En revanche, ils aiment bien être créationnistes parce que c’est écrit, ils refusent d’étudier certains textes au motif que c’est haram, ils aiment bien tout faire pour arriver à prier à l’intérieur des établissements, ils aiment bien expliquer que la femme est inférieure à l’homme et j’aime bien leur répondre qu’on le voit rien qu’en comparant leur niveau en orthographe et en philosophie au mien.
Ils aiment bien aussi distinguer entre les vrais et les faux musulmans. Il faut voir leur tête horrifiée quand on leur apprend que suite aux attentats du 11 septembre 2001, on avait assisté à une montée en puissance des radicalismes puisque, puisque par exemple, les musulmans d’Asie avaient arrêtés de manger du porc alors qu’ils le faisaient traditionnellement. « Ah mais alors, madame, c’est pas des vrais ! ». Avec l’entraînement, vous aurez assez rapidement l’habitude de sortir de votre deck la carte « Tu écoutes de la musique ? Alors t’es pas un vrai. »
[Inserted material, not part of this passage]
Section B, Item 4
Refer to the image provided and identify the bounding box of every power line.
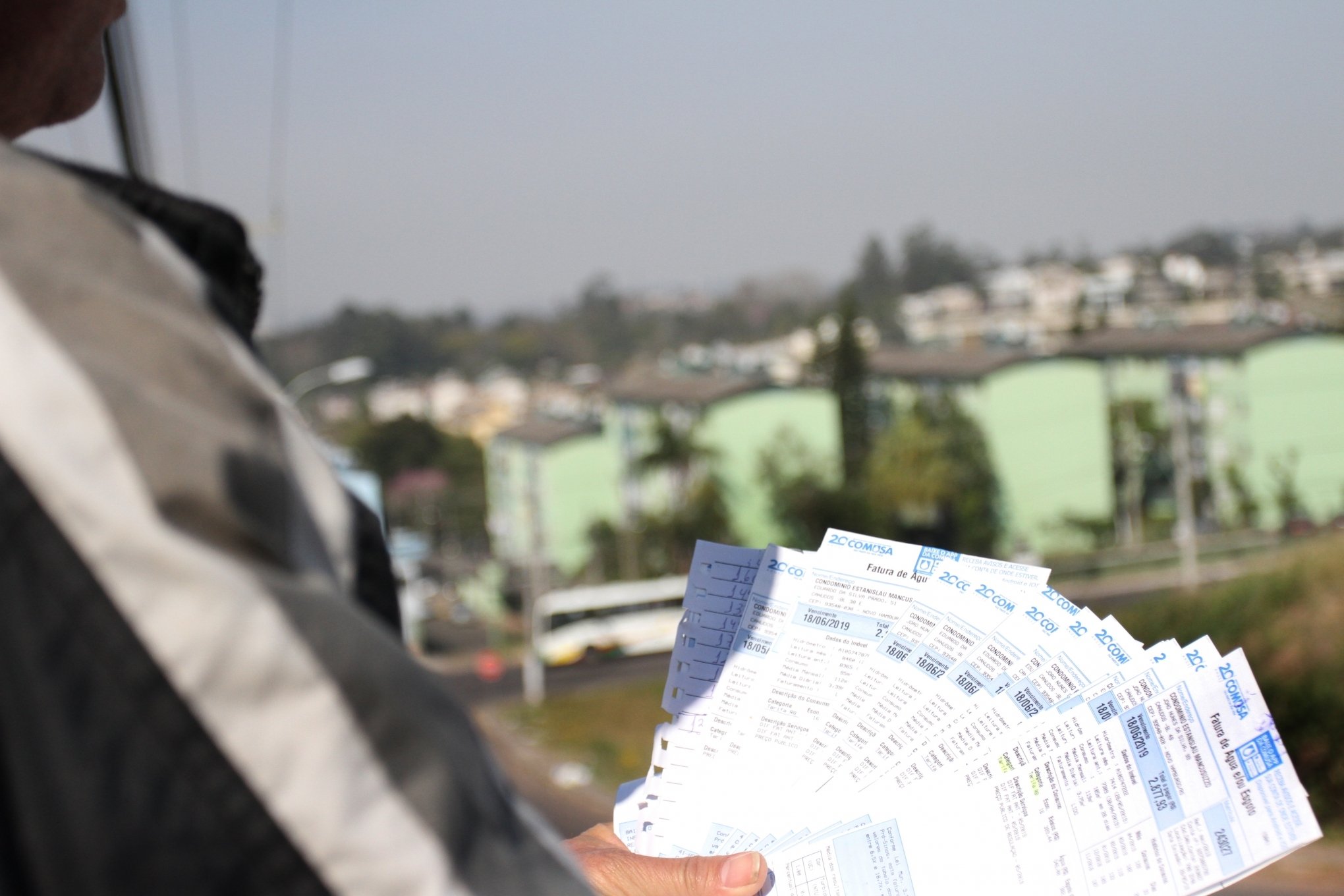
[267,0,294,306]
[169,0,200,192]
Comme ambiance de travail, on a vu mieux. Je ne cacherai pas que travailler « la religion », qui est au programme de philosophie, n’est pas toujours évident, mais en un sens il suffit d’avoir le marteau à portée de main. Dès lors, cela relève de l’entraînement et surtout de l’endurance – et dans certains lycées, c’est chaque jour. Le plus inquiétant reste que nous savons tous, officieusement, que ces élèves sont approchés par des types bien plus dangereux et nous savons tous, officiellement, qu’ils sont suffisamment débiles pour se laisser entraîner vers une réalité bien plus sordide qu’une banale crise d’adolescence. Et que fait l’État pour endiguer de phénomène ?
Ben, il publie une infographie colorée.